I sincerely hope that that programme will be continued. It is essential to continue it, in my view, for this reason, that it will be a long time before the harbour facilities along our coast are adequate for the safe anchorage and shelter of the bigger boats. During the intervening time, it will be necessary to have the smaller boats; indeed, it may be necessary to have the smaller boats always in order to keep alive the people's interest in the fishing industry.

Comment has been made on the inability to obtain fish in country towns, principally in midland towns and in towns not very far from the sea. Of course, that must be accepted as a fact. Not alone will you not find the fish in the midland towns, except on Friday, and then not invariably, but it is also true to say that you cannot get fish even in the coast town. For that reason, I think our first objective should be to develop the home market and to develop it we must bring about a change of attitude in the minds of the people towards fish.

Fish has come to be recognised, whether we like it or not, as the dish of hunger, the dish associated with the people who cannot afford meat. It is also associated with what might be called penitential abstinence, thus providing a sort of excuse for people to regard fish as something that must be eaten whether it is liked or not on a particular day or days.
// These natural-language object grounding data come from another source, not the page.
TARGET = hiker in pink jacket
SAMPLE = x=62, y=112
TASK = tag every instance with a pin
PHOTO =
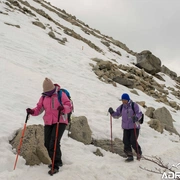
x=50, y=105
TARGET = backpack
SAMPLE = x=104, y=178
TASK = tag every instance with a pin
x=68, y=95
x=141, y=120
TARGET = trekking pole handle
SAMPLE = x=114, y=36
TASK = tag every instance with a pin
x=27, y=117
x=59, y=113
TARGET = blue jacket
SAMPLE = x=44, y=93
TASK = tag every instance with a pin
x=127, y=114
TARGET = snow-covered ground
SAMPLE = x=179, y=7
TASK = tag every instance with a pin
x=27, y=56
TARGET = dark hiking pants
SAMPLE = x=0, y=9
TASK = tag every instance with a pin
x=130, y=141
x=49, y=140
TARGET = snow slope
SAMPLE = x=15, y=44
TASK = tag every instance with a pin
x=28, y=55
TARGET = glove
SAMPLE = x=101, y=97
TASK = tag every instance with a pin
x=60, y=108
x=135, y=119
x=110, y=110
x=29, y=111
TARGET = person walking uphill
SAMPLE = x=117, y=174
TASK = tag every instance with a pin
x=49, y=103
x=130, y=116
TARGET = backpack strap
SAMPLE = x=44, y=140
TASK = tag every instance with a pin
x=59, y=96
x=132, y=105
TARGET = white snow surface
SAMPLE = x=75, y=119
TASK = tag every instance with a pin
x=27, y=56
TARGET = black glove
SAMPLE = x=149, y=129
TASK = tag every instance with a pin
x=110, y=110
x=135, y=119
x=29, y=111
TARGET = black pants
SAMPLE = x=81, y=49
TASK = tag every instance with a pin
x=49, y=140
x=130, y=141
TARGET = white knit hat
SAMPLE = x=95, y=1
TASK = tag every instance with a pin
x=48, y=85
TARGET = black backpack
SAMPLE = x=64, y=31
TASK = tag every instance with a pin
x=68, y=95
x=132, y=105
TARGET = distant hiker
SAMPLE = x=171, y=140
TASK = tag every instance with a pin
x=131, y=126
x=49, y=103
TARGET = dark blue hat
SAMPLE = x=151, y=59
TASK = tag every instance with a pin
x=125, y=97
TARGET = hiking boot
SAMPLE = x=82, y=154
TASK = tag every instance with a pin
x=60, y=164
x=129, y=159
x=139, y=156
x=56, y=170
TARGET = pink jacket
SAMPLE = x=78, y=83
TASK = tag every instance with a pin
x=50, y=105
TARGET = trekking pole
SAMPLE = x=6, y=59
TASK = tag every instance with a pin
x=55, y=143
x=136, y=140
x=21, y=140
x=111, y=133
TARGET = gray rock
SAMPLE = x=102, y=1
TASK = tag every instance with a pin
x=32, y=149
x=104, y=65
x=173, y=104
x=134, y=92
x=164, y=116
x=168, y=72
x=39, y=24
x=124, y=81
x=80, y=130
x=156, y=125
x=98, y=152
x=105, y=43
x=149, y=112
x=52, y=35
x=147, y=61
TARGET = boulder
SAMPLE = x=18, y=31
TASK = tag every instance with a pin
x=124, y=81
x=80, y=130
x=39, y=24
x=104, y=65
x=32, y=149
x=164, y=116
x=147, y=61
x=156, y=125
x=149, y=112
x=134, y=92
x=168, y=72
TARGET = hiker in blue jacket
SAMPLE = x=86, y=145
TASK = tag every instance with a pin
x=130, y=125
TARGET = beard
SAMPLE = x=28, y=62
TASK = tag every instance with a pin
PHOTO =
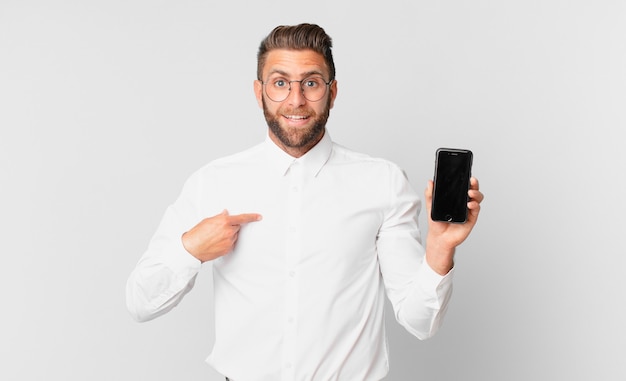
x=297, y=137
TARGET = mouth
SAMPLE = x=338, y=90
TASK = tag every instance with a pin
x=296, y=120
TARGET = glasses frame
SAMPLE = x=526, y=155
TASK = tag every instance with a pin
x=263, y=83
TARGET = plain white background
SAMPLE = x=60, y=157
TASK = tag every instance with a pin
x=107, y=106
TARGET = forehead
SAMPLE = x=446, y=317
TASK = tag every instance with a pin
x=294, y=63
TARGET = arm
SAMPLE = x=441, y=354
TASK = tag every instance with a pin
x=166, y=272
x=168, y=269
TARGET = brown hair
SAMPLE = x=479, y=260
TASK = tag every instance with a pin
x=297, y=37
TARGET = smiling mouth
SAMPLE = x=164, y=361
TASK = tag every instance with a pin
x=296, y=117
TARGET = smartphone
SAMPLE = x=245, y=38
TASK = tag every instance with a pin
x=453, y=169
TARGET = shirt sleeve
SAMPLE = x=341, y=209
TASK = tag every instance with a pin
x=418, y=294
x=166, y=272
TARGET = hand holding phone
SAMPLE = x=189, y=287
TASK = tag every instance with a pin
x=453, y=169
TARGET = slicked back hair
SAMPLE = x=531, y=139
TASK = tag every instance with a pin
x=297, y=37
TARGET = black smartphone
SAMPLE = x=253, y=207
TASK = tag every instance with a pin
x=453, y=169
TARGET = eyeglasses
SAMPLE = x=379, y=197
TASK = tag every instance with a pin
x=313, y=88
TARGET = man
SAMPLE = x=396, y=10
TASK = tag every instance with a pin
x=304, y=237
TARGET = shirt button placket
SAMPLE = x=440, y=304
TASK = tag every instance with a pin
x=292, y=255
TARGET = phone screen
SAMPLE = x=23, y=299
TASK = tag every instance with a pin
x=452, y=173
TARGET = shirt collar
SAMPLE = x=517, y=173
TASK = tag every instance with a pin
x=312, y=162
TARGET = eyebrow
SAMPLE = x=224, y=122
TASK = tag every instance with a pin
x=304, y=75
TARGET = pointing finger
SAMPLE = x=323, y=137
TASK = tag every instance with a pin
x=244, y=218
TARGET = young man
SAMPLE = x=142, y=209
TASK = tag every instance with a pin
x=304, y=236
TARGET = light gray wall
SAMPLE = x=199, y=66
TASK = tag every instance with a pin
x=107, y=106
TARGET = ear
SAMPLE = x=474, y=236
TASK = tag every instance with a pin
x=333, y=93
x=258, y=92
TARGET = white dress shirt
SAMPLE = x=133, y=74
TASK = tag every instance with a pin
x=301, y=297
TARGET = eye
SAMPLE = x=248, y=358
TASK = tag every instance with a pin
x=312, y=83
x=280, y=83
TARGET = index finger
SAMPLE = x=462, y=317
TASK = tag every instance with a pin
x=244, y=218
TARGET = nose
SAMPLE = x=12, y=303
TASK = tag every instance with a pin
x=296, y=94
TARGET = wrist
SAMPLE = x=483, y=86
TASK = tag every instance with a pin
x=439, y=257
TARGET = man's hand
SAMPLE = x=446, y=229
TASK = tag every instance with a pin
x=444, y=237
x=215, y=236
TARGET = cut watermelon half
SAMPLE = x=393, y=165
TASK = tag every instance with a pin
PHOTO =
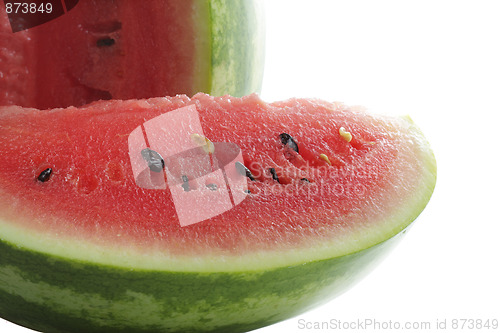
x=87, y=246
x=125, y=49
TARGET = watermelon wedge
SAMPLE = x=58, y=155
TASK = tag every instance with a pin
x=124, y=49
x=91, y=238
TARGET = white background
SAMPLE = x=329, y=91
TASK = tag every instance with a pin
x=439, y=62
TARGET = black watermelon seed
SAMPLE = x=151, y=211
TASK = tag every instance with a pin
x=212, y=187
x=289, y=141
x=44, y=175
x=154, y=159
x=273, y=174
x=243, y=170
x=105, y=42
x=185, y=183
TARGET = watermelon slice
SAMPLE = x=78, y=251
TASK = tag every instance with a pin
x=90, y=226
x=124, y=49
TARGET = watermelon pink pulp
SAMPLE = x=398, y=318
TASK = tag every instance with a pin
x=124, y=49
x=86, y=247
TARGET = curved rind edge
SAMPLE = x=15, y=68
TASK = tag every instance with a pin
x=237, y=47
x=56, y=295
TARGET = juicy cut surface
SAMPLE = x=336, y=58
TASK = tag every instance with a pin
x=309, y=183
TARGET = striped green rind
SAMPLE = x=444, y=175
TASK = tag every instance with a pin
x=236, y=47
x=53, y=294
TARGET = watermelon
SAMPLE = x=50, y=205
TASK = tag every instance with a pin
x=91, y=236
x=123, y=49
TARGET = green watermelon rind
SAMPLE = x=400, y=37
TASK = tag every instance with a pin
x=230, y=59
x=53, y=294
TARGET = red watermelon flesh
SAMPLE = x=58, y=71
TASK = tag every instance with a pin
x=330, y=198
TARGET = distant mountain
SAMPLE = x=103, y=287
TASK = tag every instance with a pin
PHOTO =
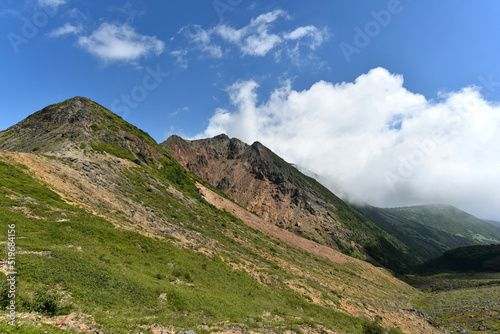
x=466, y=259
x=75, y=124
x=493, y=222
x=113, y=235
x=431, y=230
x=263, y=183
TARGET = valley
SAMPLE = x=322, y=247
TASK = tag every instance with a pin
x=116, y=233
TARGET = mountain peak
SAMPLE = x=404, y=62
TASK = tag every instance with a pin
x=74, y=124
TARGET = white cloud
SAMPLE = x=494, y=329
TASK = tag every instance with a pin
x=316, y=36
x=65, y=30
x=202, y=39
x=51, y=3
x=112, y=42
x=257, y=38
x=378, y=142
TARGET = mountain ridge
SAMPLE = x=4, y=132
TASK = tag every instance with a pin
x=131, y=242
x=262, y=182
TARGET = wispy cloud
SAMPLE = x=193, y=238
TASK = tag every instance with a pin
x=180, y=58
x=66, y=29
x=258, y=38
x=202, y=40
x=52, y=3
x=378, y=142
x=112, y=43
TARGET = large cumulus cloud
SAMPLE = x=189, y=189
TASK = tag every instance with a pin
x=377, y=142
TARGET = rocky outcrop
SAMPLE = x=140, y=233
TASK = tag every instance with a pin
x=265, y=184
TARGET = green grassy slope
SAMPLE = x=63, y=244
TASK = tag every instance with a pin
x=466, y=259
x=431, y=230
x=109, y=276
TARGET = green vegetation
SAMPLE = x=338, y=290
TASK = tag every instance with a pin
x=429, y=231
x=466, y=259
x=121, y=284
x=466, y=302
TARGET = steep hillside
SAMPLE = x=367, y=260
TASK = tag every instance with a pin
x=109, y=241
x=466, y=259
x=265, y=184
x=493, y=222
x=431, y=230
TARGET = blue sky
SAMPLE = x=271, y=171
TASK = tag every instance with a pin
x=253, y=69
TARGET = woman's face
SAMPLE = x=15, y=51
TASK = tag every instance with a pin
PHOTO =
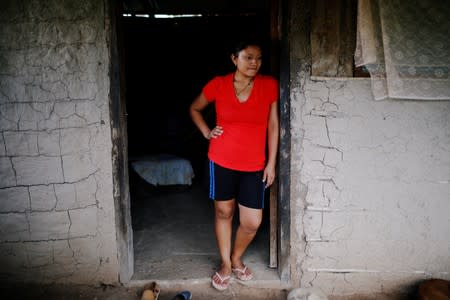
x=248, y=61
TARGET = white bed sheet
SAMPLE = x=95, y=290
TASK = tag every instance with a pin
x=164, y=169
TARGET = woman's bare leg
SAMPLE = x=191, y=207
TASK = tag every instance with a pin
x=249, y=222
x=224, y=211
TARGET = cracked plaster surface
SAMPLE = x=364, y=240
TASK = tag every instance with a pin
x=376, y=180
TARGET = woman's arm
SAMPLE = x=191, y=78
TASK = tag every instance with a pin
x=273, y=136
x=195, y=110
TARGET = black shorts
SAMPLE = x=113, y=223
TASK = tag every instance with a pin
x=246, y=187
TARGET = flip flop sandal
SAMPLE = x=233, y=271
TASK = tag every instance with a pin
x=184, y=295
x=244, y=274
x=223, y=284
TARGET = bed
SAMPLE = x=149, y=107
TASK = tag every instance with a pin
x=163, y=169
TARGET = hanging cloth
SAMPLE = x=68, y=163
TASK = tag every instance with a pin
x=405, y=46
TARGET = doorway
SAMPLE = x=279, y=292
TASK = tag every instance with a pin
x=167, y=61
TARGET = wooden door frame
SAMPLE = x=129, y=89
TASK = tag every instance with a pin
x=280, y=192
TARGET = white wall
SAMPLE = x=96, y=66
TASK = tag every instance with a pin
x=56, y=204
x=370, y=188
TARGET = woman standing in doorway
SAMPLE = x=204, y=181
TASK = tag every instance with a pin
x=247, y=116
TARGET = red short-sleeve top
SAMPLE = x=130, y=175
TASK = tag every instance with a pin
x=242, y=145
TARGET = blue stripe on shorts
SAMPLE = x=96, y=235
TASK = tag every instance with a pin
x=264, y=193
x=211, y=180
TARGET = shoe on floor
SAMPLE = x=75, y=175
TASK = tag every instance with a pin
x=184, y=295
x=223, y=282
x=243, y=274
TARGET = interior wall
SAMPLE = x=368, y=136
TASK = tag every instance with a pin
x=57, y=220
x=369, y=183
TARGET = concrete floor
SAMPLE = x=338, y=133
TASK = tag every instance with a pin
x=173, y=235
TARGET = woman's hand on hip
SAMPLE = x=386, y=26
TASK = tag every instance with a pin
x=215, y=132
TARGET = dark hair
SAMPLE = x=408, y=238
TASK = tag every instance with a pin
x=242, y=45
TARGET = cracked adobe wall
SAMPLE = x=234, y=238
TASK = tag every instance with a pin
x=56, y=202
x=377, y=176
x=370, y=181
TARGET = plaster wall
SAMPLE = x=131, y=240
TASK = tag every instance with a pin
x=370, y=187
x=57, y=219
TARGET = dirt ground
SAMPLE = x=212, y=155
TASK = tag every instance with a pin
x=72, y=292
x=201, y=291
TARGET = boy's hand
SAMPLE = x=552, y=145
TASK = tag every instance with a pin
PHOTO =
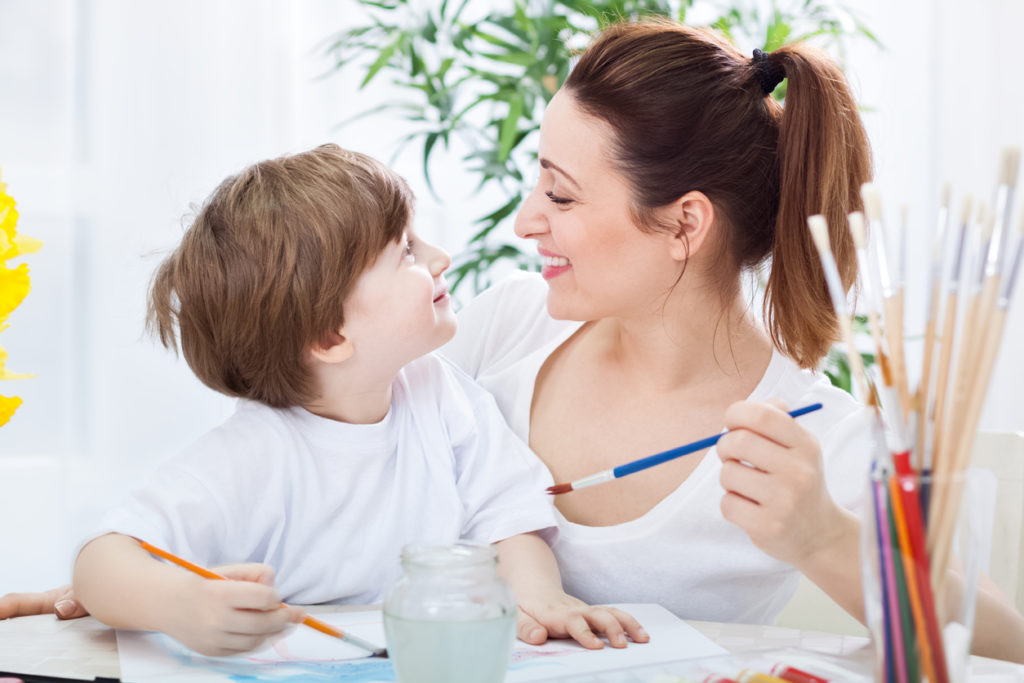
x=561, y=615
x=225, y=617
x=56, y=600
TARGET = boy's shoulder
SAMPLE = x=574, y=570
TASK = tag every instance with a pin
x=252, y=429
x=435, y=379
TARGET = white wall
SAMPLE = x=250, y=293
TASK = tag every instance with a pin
x=115, y=116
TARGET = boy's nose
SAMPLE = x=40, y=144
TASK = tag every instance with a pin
x=529, y=221
x=438, y=261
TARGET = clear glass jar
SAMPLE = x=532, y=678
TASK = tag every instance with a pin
x=450, y=619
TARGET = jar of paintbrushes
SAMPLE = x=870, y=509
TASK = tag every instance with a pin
x=450, y=619
x=924, y=541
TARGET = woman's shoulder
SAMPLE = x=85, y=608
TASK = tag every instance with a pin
x=800, y=386
x=503, y=324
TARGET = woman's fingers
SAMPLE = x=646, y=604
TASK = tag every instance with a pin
x=769, y=420
x=529, y=630
x=578, y=628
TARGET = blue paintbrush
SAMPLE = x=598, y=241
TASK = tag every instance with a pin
x=656, y=459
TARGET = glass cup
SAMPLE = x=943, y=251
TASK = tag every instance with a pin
x=450, y=619
x=920, y=616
Apropos of that, it must be well known to everybody that that cannot be strictly denominational or sectional, having regard to the fact that Queen Elizabeth in her day set up two fast days every week in order to give a fillip to the British industry. I am sure if Deputy Corry were here and heard that, he would be able to produce a title for another book.

As I was saying about the change of attitude on the part of the people, that change can be brought about, I suggest, by a variety of operations. The first I suggest is the setting up of central market depots which would make the fresh fish readily available near where it is landed. In that way, the cost would be reduced, as I think it must be, having heard from Deputy Murphy that a lorry has to do 460 miles with fish from Schull to Dublin and back again. There is something wrong with that system, though I cannot see quite what is wrong with it. It is possibly being done for a purpose; perhaps it is an experimental stage, something which An Bord Iascaigh Mhara hopes to get over as time goes on.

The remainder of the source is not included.